Leetcode daily

Hi,

I wanted to you my idea for the solution for LC daily on date 28Feb2025.
The Problem is marked as hard, but its not actually very hard if you are familier with certain algorithm.

Problem description.

[[Shortest Common Substring]] find the shortest string that has given 2 strings as substring.

Example: str1 = "abac", str2 = "cab"
Solution: "cabac"

Initial Idea

on the surface this problem statement feels quite similer to "Least common substring problem", which requires us to find maximum length substring from given 2 strings. the solution for that requires DP (Dynamic Programming) approach. and we get the maximum common part that 2 strings have.
Maybe we can use the LCS's output in some way to find the common connecting part. and join that with remaining string to formulate a solution.

LCS implementation.

I used the standard DP implementation for LCS.

#include <iostream>
#include <vector>
using namespace std;

// Function to find and print the LCS
string longestCommonSubsequence(string text1, string text2) {
    int m = text1.size(), n = text2.size();
    vector<vector<int>> dp(m + 1, vector<int>(n + 1, 0));

    // Filling DP table
    for (int i = 1; i <= m; i++) {
        for (int j = 1; j <= n; j++) {
            if (text1[i - 1] == text2[j - 1]) {
                dp[i][j] = 1 + dp[i - 1][j - 1];
            } else {
                dp[i][j] = max(dp[i - 1][j], dp[i][j - 1]);
            }
        }
    }

    // Backtracking to find the LCS string
    int i = m, j = n;
    string lcs;
    while (i > 0 && j > 0) {
        if (text1[i - 1] == text2[j - 1]) {  // If characters match, add to LCS
            lcs = text1[i - 1] + lcs;
            i--; j--;
        } else if (dp[i - 1][j] > dp[i][j - 1]) {  // Move in the direction of max value
            i--;
        } else {
            j--;
        }
    }

    return lcs;
}

Credits: chatgpt

So at the end we have the string "LCS". but we are not interesting in LCS. we want the "sieve" the LCS in between the 2 remaining strings, so that we can get the minimum possible string.

Illustration

Implementation

We want to save the common character's location in both strings.

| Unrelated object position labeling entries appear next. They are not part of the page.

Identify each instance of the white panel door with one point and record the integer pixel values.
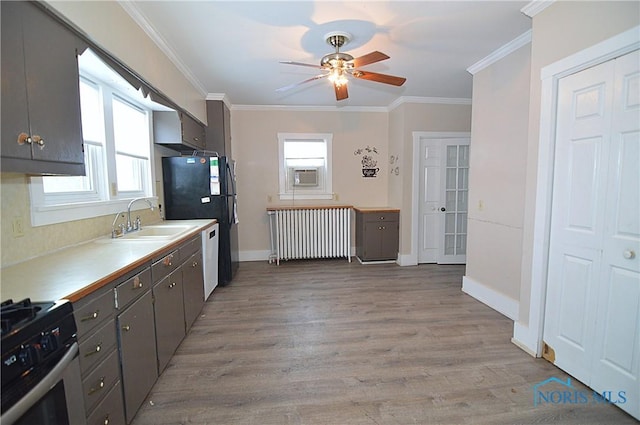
(592, 319)
(443, 195)
(617, 336)
(455, 195)
(429, 200)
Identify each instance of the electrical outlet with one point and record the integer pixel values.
(18, 227)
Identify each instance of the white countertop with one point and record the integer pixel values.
(75, 272)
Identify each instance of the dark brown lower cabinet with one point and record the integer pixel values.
(169, 314)
(377, 233)
(137, 336)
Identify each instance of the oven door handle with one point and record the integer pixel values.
(23, 405)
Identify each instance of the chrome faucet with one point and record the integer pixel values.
(121, 229)
(131, 227)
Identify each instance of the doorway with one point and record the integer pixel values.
(441, 165)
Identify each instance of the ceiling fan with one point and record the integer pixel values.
(337, 66)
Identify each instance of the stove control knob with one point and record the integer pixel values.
(48, 343)
(28, 356)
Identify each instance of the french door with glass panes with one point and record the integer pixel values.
(455, 190)
(442, 199)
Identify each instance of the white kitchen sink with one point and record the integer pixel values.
(161, 232)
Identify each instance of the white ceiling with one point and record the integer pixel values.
(233, 48)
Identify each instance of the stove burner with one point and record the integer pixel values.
(13, 313)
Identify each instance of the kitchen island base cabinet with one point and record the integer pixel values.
(377, 234)
(137, 336)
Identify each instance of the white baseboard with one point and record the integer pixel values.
(260, 255)
(407, 260)
(497, 301)
(524, 338)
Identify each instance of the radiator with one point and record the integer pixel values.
(310, 232)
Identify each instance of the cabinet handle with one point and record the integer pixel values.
(23, 138)
(38, 141)
(92, 316)
(95, 350)
(137, 284)
(100, 386)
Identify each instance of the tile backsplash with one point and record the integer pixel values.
(14, 191)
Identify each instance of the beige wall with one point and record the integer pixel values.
(255, 149)
(560, 30)
(498, 159)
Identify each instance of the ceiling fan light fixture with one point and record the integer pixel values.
(337, 77)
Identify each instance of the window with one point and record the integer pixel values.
(116, 126)
(305, 165)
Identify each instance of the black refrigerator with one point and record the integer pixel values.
(204, 187)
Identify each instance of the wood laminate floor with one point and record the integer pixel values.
(332, 342)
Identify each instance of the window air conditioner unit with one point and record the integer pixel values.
(305, 177)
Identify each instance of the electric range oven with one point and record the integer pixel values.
(41, 381)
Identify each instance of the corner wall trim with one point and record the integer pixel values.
(497, 301)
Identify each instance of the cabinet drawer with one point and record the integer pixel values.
(110, 410)
(98, 382)
(132, 288)
(97, 346)
(381, 216)
(94, 313)
(190, 247)
(165, 265)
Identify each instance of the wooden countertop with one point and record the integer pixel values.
(307, 207)
(75, 272)
(376, 209)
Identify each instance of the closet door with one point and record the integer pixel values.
(592, 319)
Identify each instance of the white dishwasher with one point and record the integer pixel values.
(210, 259)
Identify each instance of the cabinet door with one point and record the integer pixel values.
(53, 91)
(137, 353)
(389, 240)
(193, 281)
(371, 240)
(169, 313)
(14, 90)
(192, 131)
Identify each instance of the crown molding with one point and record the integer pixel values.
(219, 96)
(535, 7)
(311, 108)
(428, 100)
(139, 18)
(501, 52)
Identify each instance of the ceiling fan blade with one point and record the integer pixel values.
(290, 86)
(379, 78)
(341, 91)
(372, 57)
(301, 64)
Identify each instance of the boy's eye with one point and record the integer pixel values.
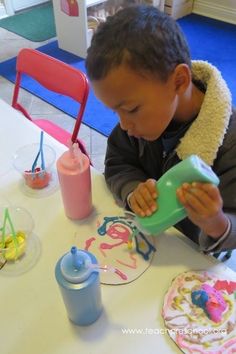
(134, 110)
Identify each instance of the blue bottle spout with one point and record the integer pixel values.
(77, 260)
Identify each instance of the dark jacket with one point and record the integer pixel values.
(211, 136)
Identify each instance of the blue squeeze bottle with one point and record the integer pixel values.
(80, 287)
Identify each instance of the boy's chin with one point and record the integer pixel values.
(150, 138)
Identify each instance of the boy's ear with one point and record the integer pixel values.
(182, 78)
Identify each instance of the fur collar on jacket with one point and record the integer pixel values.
(206, 133)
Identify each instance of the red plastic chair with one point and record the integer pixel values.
(56, 76)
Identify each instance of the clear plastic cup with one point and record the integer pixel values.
(23, 160)
(14, 241)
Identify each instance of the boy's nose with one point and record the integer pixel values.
(125, 124)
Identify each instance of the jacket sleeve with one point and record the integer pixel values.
(123, 171)
(225, 168)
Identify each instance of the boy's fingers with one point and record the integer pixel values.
(151, 186)
(209, 188)
(144, 201)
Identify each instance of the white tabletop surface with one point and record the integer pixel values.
(33, 317)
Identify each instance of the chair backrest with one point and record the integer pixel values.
(54, 75)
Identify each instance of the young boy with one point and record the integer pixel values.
(169, 108)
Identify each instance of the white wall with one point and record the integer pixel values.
(222, 10)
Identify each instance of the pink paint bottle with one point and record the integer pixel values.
(73, 168)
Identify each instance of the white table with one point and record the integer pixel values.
(33, 317)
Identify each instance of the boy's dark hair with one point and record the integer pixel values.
(143, 37)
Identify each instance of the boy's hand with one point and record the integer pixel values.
(203, 204)
(143, 199)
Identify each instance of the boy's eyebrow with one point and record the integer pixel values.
(118, 105)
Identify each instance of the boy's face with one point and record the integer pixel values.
(145, 105)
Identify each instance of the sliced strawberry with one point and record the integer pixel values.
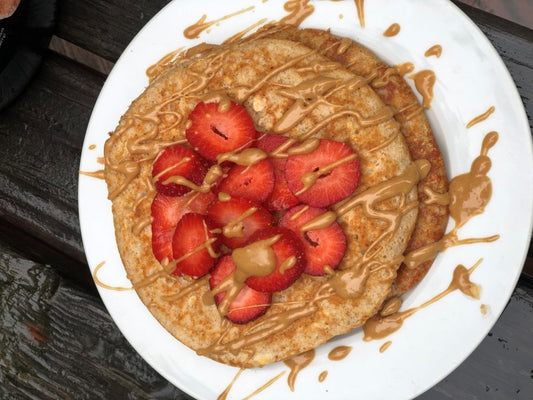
(166, 213)
(249, 304)
(289, 245)
(178, 161)
(190, 244)
(255, 182)
(225, 213)
(322, 246)
(281, 197)
(213, 131)
(331, 186)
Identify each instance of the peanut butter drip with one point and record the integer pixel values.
(161, 65)
(424, 82)
(299, 10)
(255, 259)
(265, 386)
(392, 30)
(339, 353)
(273, 325)
(296, 364)
(94, 174)
(239, 35)
(434, 51)
(467, 197)
(194, 30)
(481, 117)
(382, 79)
(360, 6)
(235, 228)
(309, 178)
(101, 284)
(379, 327)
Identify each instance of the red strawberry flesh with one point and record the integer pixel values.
(323, 247)
(287, 247)
(239, 219)
(255, 182)
(178, 161)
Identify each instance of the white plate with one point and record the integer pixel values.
(470, 78)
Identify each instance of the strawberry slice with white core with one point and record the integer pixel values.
(323, 247)
(281, 197)
(178, 162)
(194, 245)
(255, 182)
(248, 304)
(215, 129)
(238, 218)
(324, 176)
(167, 212)
(290, 260)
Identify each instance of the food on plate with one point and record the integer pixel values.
(264, 195)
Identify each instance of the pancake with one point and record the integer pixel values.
(266, 75)
(397, 94)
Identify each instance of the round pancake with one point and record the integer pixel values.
(265, 76)
(397, 94)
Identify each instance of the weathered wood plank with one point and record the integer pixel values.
(41, 139)
(58, 342)
(104, 27)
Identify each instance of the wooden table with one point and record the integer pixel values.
(56, 338)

   vector<int> ai , bi ;  
// Ai and Bi save the location of LCS in both A , and B resp.
        while(i > 0 &&  j > 0) {
            if ( a[i-1] == b[j-1]) {

                ai.push_back(i-1);
                bi.push_back(j-1);
                i--;j--;
            } else if (dp[i-1][j] > dp[i][j-1]) {
                i--;
            } else {
                j--;
            }
        }

reverse both Ai and Bi, to get the indices in increasing order.

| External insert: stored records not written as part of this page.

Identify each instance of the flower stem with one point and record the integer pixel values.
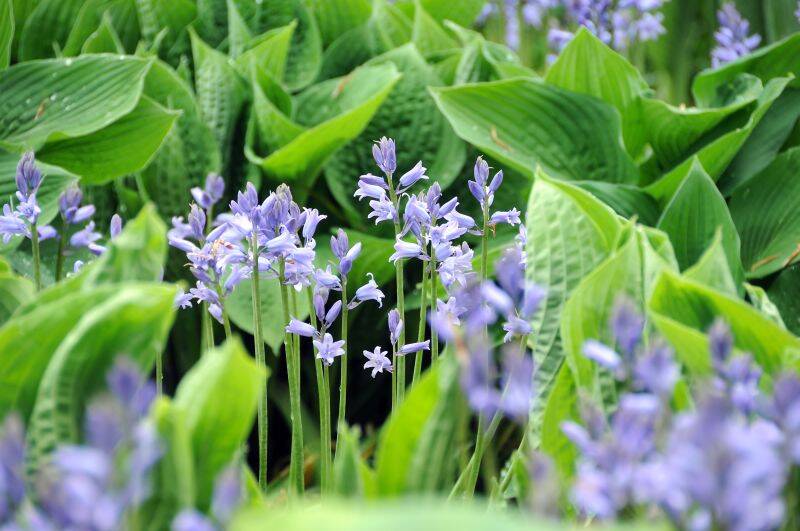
(423, 306)
(293, 376)
(62, 245)
(261, 362)
(323, 395)
(343, 361)
(37, 274)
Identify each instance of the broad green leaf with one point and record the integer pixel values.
(765, 63)
(420, 131)
(767, 139)
(349, 104)
(189, 151)
(59, 98)
(6, 32)
(785, 293)
(240, 310)
(46, 28)
(103, 40)
(560, 132)
(683, 310)
(712, 268)
(337, 17)
(569, 234)
(588, 66)
(765, 212)
(692, 218)
(347, 476)
(427, 35)
(674, 132)
(626, 200)
(134, 321)
(220, 92)
(219, 396)
(124, 147)
(402, 434)
(717, 154)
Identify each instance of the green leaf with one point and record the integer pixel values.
(692, 218)
(189, 152)
(765, 63)
(712, 268)
(766, 140)
(239, 305)
(765, 212)
(6, 32)
(588, 66)
(135, 320)
(348, 105)
(717, 154)
(347, 474)
(124, 147)
(569, 234)
(683, 310)
(560, 133)
(420, 129)
(219, 396)
(785, 293)
(337, 17)
(59, 98)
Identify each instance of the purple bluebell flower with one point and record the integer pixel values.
(378, 361)
(211, 193)
(328, 349)
(732, 36)
(412, 348)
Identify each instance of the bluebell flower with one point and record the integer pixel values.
(733, 39)
(328, 349)
(378, 361)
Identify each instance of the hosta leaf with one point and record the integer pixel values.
(529, 123)
(420, 131)
(47, 27)
(569, 234)
(349, 104)
(135, 321)
(712, 268)
(67, 97)
(219, 396)
(765, 63)
(692, 218)
(717, 154)
(590, 67)
(124, 147)
(683, 310)
(765, 212)
(337, 17)
(767, 139)
(6, 32)
(220, 92)
(785, 293)
(189, 151)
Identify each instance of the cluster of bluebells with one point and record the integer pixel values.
(618, 23)
(463, 320)
(93, 486)
(722, 465)
(732, 38)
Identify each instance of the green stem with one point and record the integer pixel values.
(423, 306)
(62, 246)
(261, 362)
(37, 274)
(343, 361)
(293, 376)
(323, 396)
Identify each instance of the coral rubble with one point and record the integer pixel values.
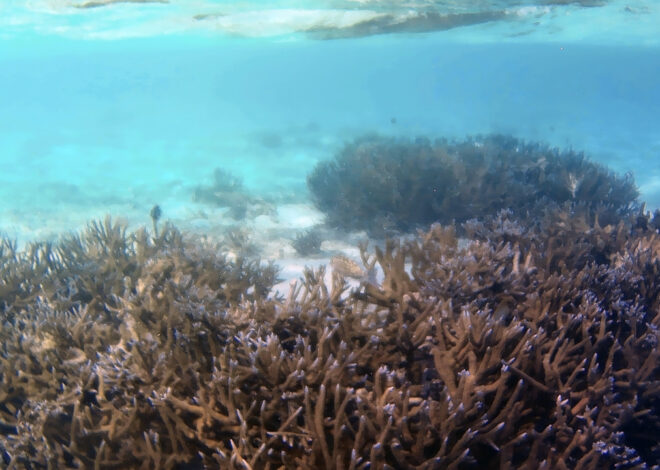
(527, 346)
(385, 185)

 reverse(ai.begin(), ai.end());
 reverse(bi.begin(), bi.end());

Now in the resulting string we "combine" the information from LCS , string A , and string B. like this.

        ai.push_back(n); bi.push_back(m);
        for(int i = 0 ; i < ai.size();i++) {
            while(idx_a < ai[i]) 
                lcs += a[idx_a++];
            while(idx_b < bi[i]) 
                lcs += b[idx_b++];
            idx_a++;idx_b++;
            if (ai[i] != n)
            lcs += a[ai[i]];
        }

the idea can be boiled down to these steps. first add all A's characters , then B's characters, the add the Common character, and repeat.